Naquela casa de esquina é que morava aquela família de treze filhos. Oito homens e cinco mulheres. O pai, sr. Maciel, era um homem rústico que cuidava de prover os mantimentos da casa e fazia isso com a ajuda dos filhos. Colocara para trabalhar desde cedo em sua olaria e os menores vendendo picolés, engraxando sapatos ou ajudando-o a carregar ou descarregar seu caminhão usado para fazer entregas de tijolos na sua e nas cidades vizinhas. Sua mulher, meio gorda, meio masculinizada, cuidava de lavar, passar e cozinhar e era ajudada pelas meninas, todas bonitas e trabalhadoras. O tempo passando e eles frequentando a escola. Isso eles faziam questão e saíam em bando, e não é que davam pouco trabalho aos seus pais, pois eram responsáveis com seus deveres e inteligentes?

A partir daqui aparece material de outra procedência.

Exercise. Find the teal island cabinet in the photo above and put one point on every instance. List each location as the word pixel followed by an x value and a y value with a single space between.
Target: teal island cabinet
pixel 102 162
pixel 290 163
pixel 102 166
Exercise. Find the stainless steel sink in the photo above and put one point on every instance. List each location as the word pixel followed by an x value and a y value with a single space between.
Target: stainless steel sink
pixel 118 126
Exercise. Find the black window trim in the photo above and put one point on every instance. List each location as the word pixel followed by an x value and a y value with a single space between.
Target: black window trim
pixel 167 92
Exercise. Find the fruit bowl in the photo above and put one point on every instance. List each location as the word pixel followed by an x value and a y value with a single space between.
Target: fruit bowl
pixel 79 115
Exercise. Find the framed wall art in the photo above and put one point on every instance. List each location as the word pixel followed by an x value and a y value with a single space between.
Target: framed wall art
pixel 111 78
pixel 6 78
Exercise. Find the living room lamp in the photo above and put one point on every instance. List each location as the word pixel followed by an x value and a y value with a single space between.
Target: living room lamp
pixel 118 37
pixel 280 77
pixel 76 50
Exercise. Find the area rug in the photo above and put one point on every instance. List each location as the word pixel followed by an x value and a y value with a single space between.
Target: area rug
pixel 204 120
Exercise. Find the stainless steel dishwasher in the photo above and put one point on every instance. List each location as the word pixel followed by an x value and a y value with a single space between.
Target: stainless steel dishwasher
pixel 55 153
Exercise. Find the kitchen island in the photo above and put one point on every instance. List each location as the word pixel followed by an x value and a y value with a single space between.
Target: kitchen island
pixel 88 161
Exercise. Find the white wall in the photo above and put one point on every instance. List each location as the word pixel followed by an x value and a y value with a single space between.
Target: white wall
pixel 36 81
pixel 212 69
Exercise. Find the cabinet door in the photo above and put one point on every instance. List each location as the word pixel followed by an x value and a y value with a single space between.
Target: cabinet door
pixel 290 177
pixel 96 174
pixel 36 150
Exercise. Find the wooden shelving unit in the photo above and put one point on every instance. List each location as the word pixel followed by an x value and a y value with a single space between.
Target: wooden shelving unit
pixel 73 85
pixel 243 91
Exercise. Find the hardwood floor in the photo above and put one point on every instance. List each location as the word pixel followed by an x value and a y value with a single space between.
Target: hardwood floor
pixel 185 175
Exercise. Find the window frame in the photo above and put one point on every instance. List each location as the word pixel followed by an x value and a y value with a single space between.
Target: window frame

Mas não vamos falar de todas essas crianças que cresceram, casaram e seguiram seus caminhos, uns morando na mesma cidade, outros na capital e duas filhas indo para os Estados Unidos.
Quem era a ovelha negra da família, deu todo tipo de trabalho para o velho e para a velha mãe que o amava muito, - como toda mãe ama o filho que mais a preocupa, isso desde criancinha; foi o nono filho, que não nasceu como os outros que ficaram no útero materno durante os nove meses - . Este nasceu prematuro, no sétimo mês de gravidez, e exigiu que a sra. Agda permanecesse de repouso durante quase todo o tempo de espera pelo seu nascimento.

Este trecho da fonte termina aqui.